MELITA COUTA

Ground Matter
Solo Exhibition at Korai Project Space. 2026
Black clay ceramic, copper, marble, and terrazzo tiles.
Melita Couta’s practice unfolds in the interstitial space between memory and substance. In Ground Matter, she investigates the notion of ground as a liminal space, a series of domestic geological strata, questioning spaces of in-betweenness as carriers of meaning. “Ground” is examined both horizontally and vertically—through land, soil, and material layers—and metaphorically, as a space where opposing forces meet, negotiate, and coexist. Therefore, it becomes a site of encounter between growth and resistance, vulnerability and endurance, human presence, and non-human agency. Her sculptural assemblages reveal subsurface structures, including copper piping systems associated with water circulation, exposing subterranean activity and suggesting bodily fluids. Working with clay, earthen substances, and natural elements gathered from the Cypriot landscape—plants, roots, and thorns, such as the Cyprus thistle, Couta performs a process of metamorphosis, transforming organic matter into mineral-based forms through ceramic vitrification. The result is a fossil in reverse: rather than unearthing an ancient form, she fabricates a future remnant. Underlying these works is a sustained reflection on home. For Couta, home is not only architectural but existential. Her sculptural maquette of a house, a replica of her grandparents’ home built in Nicosia in 1960, functions as a metaphor for dwelling, memory, and presence. By deconstructing architectural elements, the floor is imagined as tectonic plates diverging and converging, inviting the viewer to navigate through unsettling fragments in the gallery space.

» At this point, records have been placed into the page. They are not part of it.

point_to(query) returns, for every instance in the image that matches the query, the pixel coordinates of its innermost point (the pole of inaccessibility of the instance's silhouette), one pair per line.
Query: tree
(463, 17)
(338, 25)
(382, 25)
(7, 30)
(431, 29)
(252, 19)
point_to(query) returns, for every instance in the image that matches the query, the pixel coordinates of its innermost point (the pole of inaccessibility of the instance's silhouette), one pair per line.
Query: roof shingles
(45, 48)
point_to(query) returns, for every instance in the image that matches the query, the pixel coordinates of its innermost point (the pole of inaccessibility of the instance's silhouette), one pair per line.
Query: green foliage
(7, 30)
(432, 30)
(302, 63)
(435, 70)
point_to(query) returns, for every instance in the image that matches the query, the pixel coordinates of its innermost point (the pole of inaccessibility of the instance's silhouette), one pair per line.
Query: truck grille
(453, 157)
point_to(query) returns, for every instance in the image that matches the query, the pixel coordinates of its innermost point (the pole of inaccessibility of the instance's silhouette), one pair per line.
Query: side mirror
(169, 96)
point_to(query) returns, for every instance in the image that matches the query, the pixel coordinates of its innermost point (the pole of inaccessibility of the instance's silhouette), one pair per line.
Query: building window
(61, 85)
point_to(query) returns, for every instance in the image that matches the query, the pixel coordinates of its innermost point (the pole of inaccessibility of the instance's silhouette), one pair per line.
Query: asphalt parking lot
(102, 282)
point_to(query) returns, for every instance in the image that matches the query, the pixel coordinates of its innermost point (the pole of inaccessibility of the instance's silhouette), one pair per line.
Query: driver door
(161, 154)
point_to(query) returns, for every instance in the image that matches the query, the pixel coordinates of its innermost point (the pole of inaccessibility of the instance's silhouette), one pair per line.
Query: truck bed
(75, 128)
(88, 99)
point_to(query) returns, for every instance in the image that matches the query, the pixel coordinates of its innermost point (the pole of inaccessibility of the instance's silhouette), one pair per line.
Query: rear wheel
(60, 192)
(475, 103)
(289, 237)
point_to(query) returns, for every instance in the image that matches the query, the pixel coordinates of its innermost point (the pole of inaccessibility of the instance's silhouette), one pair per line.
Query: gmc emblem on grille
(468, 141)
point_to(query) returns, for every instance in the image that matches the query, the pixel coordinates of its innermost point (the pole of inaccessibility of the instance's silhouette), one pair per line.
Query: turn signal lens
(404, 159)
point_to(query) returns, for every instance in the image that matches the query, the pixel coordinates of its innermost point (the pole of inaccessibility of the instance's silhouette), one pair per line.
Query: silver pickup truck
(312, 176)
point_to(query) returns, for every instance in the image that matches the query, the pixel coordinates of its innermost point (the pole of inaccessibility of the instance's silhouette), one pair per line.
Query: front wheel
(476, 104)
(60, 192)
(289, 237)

In Ground Matter, Couta evokes a sense of topos, experienced simultaneously through landscape, body, and shelter. Her work probes the thresholds of coexistence between different life forms, weaving autobiographical references into material processes to generate uneasy, fragile states of being. Ultimately, Couta’s sculptures operate as uncanny object-situations, negotiating the porous threshold between visible and unseen spaces: void and mass, function and rupture, revealing ground not as a stable foundation but as an active field. Ground Matter becomes a quiet meditation on memory and material persistence, situating human experience within the slow, enduring rhythms of deep geological time.